By Polina Devitt
MOSCOW (Reuters) - Russia's Uralkali
Uralkali quit Belarusian Potash Company (BPC), one of the world's two big potash concerns on Tuesday, and said it would funnel sales through Swiss-based Uralkali Trading, heralding a price war for the key crop nutrient and pummeling the shares of companies that produce it.
Uralkali predicted that its breakup with BPC would cause the global potash price to fall by 25 percent to below $300 per tonne in the second half of 2013. Analysts fear it could also halt global potash projects.
"We had no other choice," chief executive Vladislav Baumgertner told Reuters in an interview on Wednesday.
"If it were possible to continue the strategy of 'price over volume,' we would continue it. But it was impossible to do so when Belaruskali sales through BPC were not exclusive," he said.

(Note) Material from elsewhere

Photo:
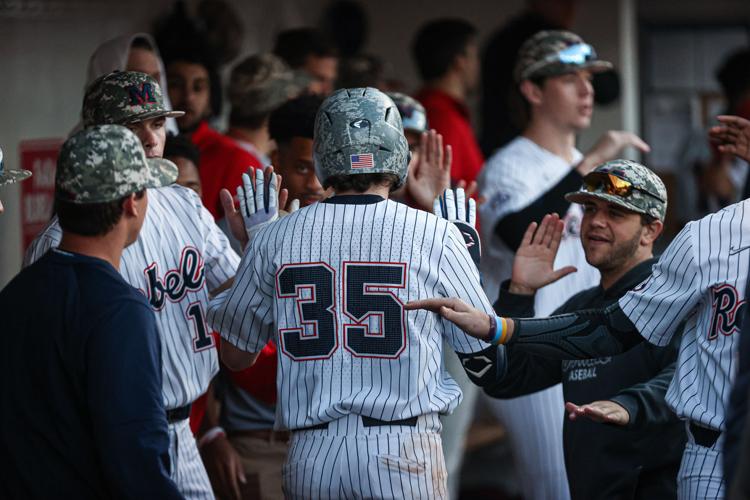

He added that the decision was motivated by business interests and denied any political motive in Uralkali's move.
"We, by no means, plan to be a part of BPC again," he said.
"Potentially, in the future we could discuss cooperation with Belaruskali with the base being (trader) Soyuzkali, with Swiss jurisdiction on mutually beneficial terms," CEO said.
Uralkali and Belaruskali had plans to create a Swiss-based Soyuzkali trading house instead of Minsk-based BPC about two years ago, but the company was never registered.
The potential Swiss-based trader should be an exclusive sales channel for Belaruskali, but there are no discussions on the matter now, he added.
"Even if these discussions begin, and they have not started, the process would take a long period of time," Baumgertner said.
Uralkali hopes that higher sales would compensate for the expected price fall, while cheaper potash would boost consumption in price-sensitive Asian markets.
Global potash demand will rise to 59-60 million tonnes in 2014 from 54-55 million tonnes in 2013, Uralkali's CEO said.
Uralkali plans to increase potash supplies to China to 3.5-4 million tonnes in 2014, Baumgertner added. The company plans to supply 2.5 million tonnes by rail in 2013.
Uralkali also believes new global potash projects will be delayed after the price fall, the chief executive said.
"I have not the slightest doubt about that. We are talking about multi-billion dollar investments, and I could not imagine a company that would be approve such projects in the current price environment."